Adjusting Saturation Properties
The following topics discuss some attributes of the classical transformers in more detail.
All transformer components are equipped with an on-line tap changer. When the tap changer is enabled, a diagonal line will appear on the component graphic, labelled Tap.
A change in tap setting is modeled as a change in the turns-ratio of the transformer. The per-unit leakage reactance and magnetizing currents, specified for 100% tap, are used to calculate admittances for the new voltage rating, corresponding to the tap setting.
EXAMPLE 6-1:
Let us assume for simplicity, that a transformer is configured as Y-Y, with winding voltages rated at 10 kV primary and 100 kV secondary, and a tap changer is placed on the primary winding. The turns-ratio for this transformer is of course 1:10.
An on-line tap input of 1.0 corresponds to a 100% tap (i.e. no tap adjustment). If the tap input value is adjusted to say 1.05, then the turns-ratio would become 1.05:10 or 1:9.52381.

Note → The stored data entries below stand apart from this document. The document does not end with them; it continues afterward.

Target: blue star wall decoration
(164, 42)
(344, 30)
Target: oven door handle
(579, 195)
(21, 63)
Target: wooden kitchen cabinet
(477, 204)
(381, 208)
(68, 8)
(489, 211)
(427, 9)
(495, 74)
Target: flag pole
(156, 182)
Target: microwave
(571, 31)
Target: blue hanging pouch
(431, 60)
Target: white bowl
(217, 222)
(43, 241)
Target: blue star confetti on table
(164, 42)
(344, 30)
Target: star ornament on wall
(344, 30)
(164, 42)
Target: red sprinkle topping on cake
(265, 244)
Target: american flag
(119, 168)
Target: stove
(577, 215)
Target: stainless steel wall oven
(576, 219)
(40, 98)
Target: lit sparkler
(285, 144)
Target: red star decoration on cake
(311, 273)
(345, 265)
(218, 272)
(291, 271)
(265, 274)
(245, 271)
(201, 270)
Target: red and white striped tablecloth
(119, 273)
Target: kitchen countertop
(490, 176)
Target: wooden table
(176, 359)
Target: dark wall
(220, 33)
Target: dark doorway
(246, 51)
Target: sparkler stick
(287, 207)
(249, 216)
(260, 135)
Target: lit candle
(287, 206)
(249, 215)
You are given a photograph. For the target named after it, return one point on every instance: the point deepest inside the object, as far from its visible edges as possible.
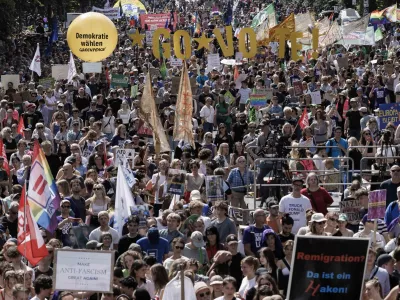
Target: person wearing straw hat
(317, 225)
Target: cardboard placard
(175, 85)
(5, 79)
(118, 80)
(175, 62)
(343, 62)
(59, 72)
(26, 96)
(83, 270)
(376, 204)
(125, 157)
(154, 72)
(320, 271)
(91, 67)
(316, 97)
(176, 181)
(352, 208)
(149, 36)
(47, 82)
(16, 97)
(389, 69)
(215, 188)
(298, 88)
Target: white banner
(111, 12)
(70, 18)
(91, 67)
(5, 79)
(84, 270)
(125, 156)
(59, 72)
(175, 62)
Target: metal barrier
(363, 171)
(258, 161)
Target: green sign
(118, 80)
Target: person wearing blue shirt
(201, 79)
(340, 149)
(154, 245)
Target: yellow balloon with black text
(92, 37)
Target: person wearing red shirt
(319, 197)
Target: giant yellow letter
(252, 42)
(187, 50)
(156, 43)
(281, 33)
(295, 45)
(227, 49)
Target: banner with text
(389, 113)
(112, 12)
(320, 271)
(83, 270)
(154, 21)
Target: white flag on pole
(123, 201)
(35, 64)
(71, 68)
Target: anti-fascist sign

It is possible to have a continuous change of tap, but this would require a re-ordering of the network solution every time step. It is more practical to change tap settings in steps, either through manual adjustment, using a slider or rotary switch, or from a controller with appropriate delays and steps built in.
Saturation is represented in the classical transformer models with a compensating current source injection across the selected winding, based on a combination of measured winding voltage and component input parameters.
Properties of the classic core saturation method are described in this section.
The transformer input parameters directly involved in the adjustment of the classic core saturation characteristic are:
Air Core Reactance
Magnetizing Current
Knee Voltage
These three parameters are shown, as they appear in the Saturation section of the component parameters in the figure above. Air core reactance, knee voltage and magnetizing current provide three degrees of freedom to the shaping of the continuous, core characteristic (knee curve) shown below.
Figure 6-8 -- Typical Classic Core Saturation Characteristic
Adjustment of the air core reactance input affects the slope of the asymptotic line indicated in the above figure.
Adjustment of the Knee Voltage vertically shifts the Y-intercept of the air core reactance asymptotic line in the above figure.
Adjustment of the magnetizing current determines the horizontal position, along the VS = 1.0 pu voltage line, of the effective knee point. That is, an increasing value of magnetizing current will tend to make the saturation characteristic less sharp.